After a short discussion about radio frequencies and North American politics, Lucas asked Santiago if there was a way to get a letter to the United States, because he knew his family would be worried about him, not having heard from him for several weeks now. Santiago said he thought there might be. The next day, after consulting with one of the comandantes, Santiago said yes, a courier would be leaving for the south soon and taking several letters, and Joe finished the two letters he had started while on the march.
I’m presently gnawing on a chunk of raw brown sugar and a lovely blue and orange hairstreak seems to have the same idea, he wrote to his father, describing a butterfly that had landed on his dessert. Have learned that the pattern here is that the army gets their asses kicked by our people, then go on a rampage in the countryside taking it out on the peasants. Such classic stupidity. He noticed a lizard lifting its head up nearby, and added, A coffee-colored skink just crawled up to my hideaway, so I’d best pause to say hello. Much love, J.

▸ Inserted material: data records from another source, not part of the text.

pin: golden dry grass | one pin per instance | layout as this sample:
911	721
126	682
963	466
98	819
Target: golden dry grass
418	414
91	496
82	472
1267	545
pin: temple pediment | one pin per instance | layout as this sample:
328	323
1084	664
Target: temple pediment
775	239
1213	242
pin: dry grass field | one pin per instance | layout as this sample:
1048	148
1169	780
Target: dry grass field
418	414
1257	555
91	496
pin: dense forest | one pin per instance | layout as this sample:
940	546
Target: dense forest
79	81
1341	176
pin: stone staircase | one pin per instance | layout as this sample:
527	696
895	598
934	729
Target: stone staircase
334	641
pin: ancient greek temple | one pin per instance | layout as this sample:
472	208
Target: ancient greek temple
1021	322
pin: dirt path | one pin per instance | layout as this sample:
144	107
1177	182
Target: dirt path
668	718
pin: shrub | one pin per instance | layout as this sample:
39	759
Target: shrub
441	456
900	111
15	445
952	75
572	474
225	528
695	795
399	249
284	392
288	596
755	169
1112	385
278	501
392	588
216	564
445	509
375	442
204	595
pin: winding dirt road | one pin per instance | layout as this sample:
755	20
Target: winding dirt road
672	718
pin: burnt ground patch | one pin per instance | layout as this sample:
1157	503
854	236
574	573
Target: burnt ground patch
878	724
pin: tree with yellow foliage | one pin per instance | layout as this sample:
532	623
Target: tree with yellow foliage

To his mother and Calhoun he wrote that he was happy at his new digs, high in “territorio libre.” Plenty of food, pleasant sleeping at night, and among friends, so I’m quite content. Just hope that this crap gets done with in the near future. Got a real terrible hankering for an ice-cold beer. Once the shooting stops, I’ll likely be able to return to the U.S. for another visit, but I won’t know for sure until later. All’s well! Much love, J.
In the days that followed, the guerrillas based in La Guacamaya and the narrow valley of the Río Sapo launched an attack on the village of Villa El Rosario, and briefly occupied it, holding off an army counterattack, and during this time Joe’s two letters home remained in a tin box in the rebel camp, unmailed, until finally there were a few days of calm and one of the local peasants sympathetic to the cause received the order to carry a small stack of letters to a post office distant from rebel territory. The courier walked and took buses for three days and sixty kilometers to the town of Santa Rosa de Lima, in the department of La Unión, where she purchased stamps and deposited the letters in three different mailboxes over the course of two days. These delays and peregrinations meant that Joe’s letters, which he had finished writing on April 12, 1981, did not reach the post office at Santa Rosa de Lima until April 27. They were postmarked there, on that day. The one addressed to Virginia and Calhoun arrived at the Clark-Lindsay retirement village in Urbana on May 6.